Dolara hücum rezervleri eritince Merkez Bankası seçim dinlemedi, faizi arttırmak zorunda kaldı

Piyasaların haftalardır devam eden dolar talebi Merkez Bankası'nı açmazda bıraktı. Doların fiyatının çok yükselmesini istemeyen banka çareyi faizlere sürpriz 5 puanlık artış yapmakta buldu. Ancak bu artış bile doların ateşini biraz aldı.

Ekonomi 21 Mart 2024
Bu haber 9 ay önce yayınlandı
Fatih Karahan başkanlığındaki PPK ilk toplantısında faizi yüzde 45'te sabit bırakırken bu toplantıda yüzde 50'ye çıkardı.

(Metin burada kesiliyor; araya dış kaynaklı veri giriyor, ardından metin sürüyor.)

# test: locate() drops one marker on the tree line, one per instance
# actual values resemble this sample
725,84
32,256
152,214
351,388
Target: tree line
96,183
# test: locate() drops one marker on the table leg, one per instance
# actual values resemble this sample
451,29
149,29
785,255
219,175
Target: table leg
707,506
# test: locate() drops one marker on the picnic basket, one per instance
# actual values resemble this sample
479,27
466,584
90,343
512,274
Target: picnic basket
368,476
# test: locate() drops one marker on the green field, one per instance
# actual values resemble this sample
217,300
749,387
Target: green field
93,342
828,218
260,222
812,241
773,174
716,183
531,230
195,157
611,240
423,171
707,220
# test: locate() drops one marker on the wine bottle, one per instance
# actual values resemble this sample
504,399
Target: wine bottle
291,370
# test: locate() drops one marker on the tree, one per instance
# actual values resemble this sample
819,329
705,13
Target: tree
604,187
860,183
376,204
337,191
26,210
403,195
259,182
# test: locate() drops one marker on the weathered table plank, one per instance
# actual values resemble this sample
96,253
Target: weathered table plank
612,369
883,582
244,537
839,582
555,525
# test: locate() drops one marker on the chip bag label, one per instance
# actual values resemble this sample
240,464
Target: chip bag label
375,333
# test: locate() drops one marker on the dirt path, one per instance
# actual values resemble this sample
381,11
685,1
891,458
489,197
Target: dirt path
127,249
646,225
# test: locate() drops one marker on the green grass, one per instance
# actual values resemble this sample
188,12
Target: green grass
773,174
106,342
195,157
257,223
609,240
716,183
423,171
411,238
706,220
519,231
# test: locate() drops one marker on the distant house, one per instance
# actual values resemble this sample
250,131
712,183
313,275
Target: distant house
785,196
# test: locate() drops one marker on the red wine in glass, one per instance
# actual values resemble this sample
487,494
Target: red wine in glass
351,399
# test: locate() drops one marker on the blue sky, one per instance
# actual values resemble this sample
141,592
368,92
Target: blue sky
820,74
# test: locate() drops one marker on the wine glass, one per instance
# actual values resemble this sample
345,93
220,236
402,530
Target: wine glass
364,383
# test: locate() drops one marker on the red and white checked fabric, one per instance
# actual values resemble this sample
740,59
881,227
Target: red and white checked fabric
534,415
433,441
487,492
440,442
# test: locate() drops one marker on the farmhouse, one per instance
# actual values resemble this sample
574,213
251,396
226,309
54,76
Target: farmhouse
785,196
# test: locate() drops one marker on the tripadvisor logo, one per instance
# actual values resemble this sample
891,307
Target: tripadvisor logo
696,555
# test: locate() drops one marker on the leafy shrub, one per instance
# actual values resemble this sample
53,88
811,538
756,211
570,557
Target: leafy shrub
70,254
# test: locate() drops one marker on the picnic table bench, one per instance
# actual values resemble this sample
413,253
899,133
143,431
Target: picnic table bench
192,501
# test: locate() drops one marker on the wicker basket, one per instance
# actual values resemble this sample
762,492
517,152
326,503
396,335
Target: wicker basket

Enflasyonla mücadeleye seçim sebebiyle kısa bir ara vermek isteyen hükümet, piyasa duvarına çarptı. Parasal bir gevşeme başladığını düşünen piyasalar, son haftalarda hızlanan biçimde dolara talebi arttırınca ve bu talep bir türlü kesilmeyince Merkez Bankası bir açmazla karşı karşıya kaldı: Ya doların fiyatını kontrol etme çabasından vaz geçecek, yani TL’nin yüksek değer kaybına razı olup enflasyonla mücadelede büyük bir geri adım atacaktı ya da seçim dinlemeden faizleri yükseltip bunun  dolar talebini durdurmasını umacaktı.

Son iki ayda doların fiyatını dizginlemek ve piyasa talebini karşılamak için 21 milyar dolara yakın rezerv kaybeden Merkez Bankası biraz da kaçınılmaz biçimde ikinciyi seçti, daha geçen ay ‘Faiz artışına ara verdik’ demesine ve ‘Gerekirse faizi yeniden arttırırız’ şeklinde bir açık kapı bile bırakmamasına rağmen dün hem faizi 500 baz puan birden arttırıp yüzde 50’ye getirdi, hem de faizi yeniden arttırma kapısını da ardına kadar açtı.

Bu adımlar sayesinde dün doların fiyatı uzun bir aradan sonra ilk kez gevşeyip 31 liralı seviyelere kadar geriledi ama bu sabah itibarıyla dolar yeniden 32 liranın üzerine çıkmış durumda.

Doların son bir aydaki grafiği.

Doların fiyatı bir ay önce, yani 22 Şubatta 30,15 seviyesindeydi, bu sabahın erken saatlerinde ise 1 ABD doları 32,81’den işlem görüyordu. Aylık artış yüzde 4’ün üzerinde. Oysa Merkez Bankası, dolar fiyatının  enflasyondan daha yavaş artmasını sağlayarak bu yolla hem tasarrufçunun TL’ye geçmesine hem de enflasyonun düşmesine yardımcı olmaya çalışıyor. Ama seçimden sonra yüklü bir devalüasyon olacağına dair piyasada yükselen beklenti, Merkez Bankası’nın doların fiyatını baskılama stratejisini geçersiz kıldı. Şimdi politika faizindeki artışın TL’ye geçmeyi teşvik edip etmeyeceği deneniyor.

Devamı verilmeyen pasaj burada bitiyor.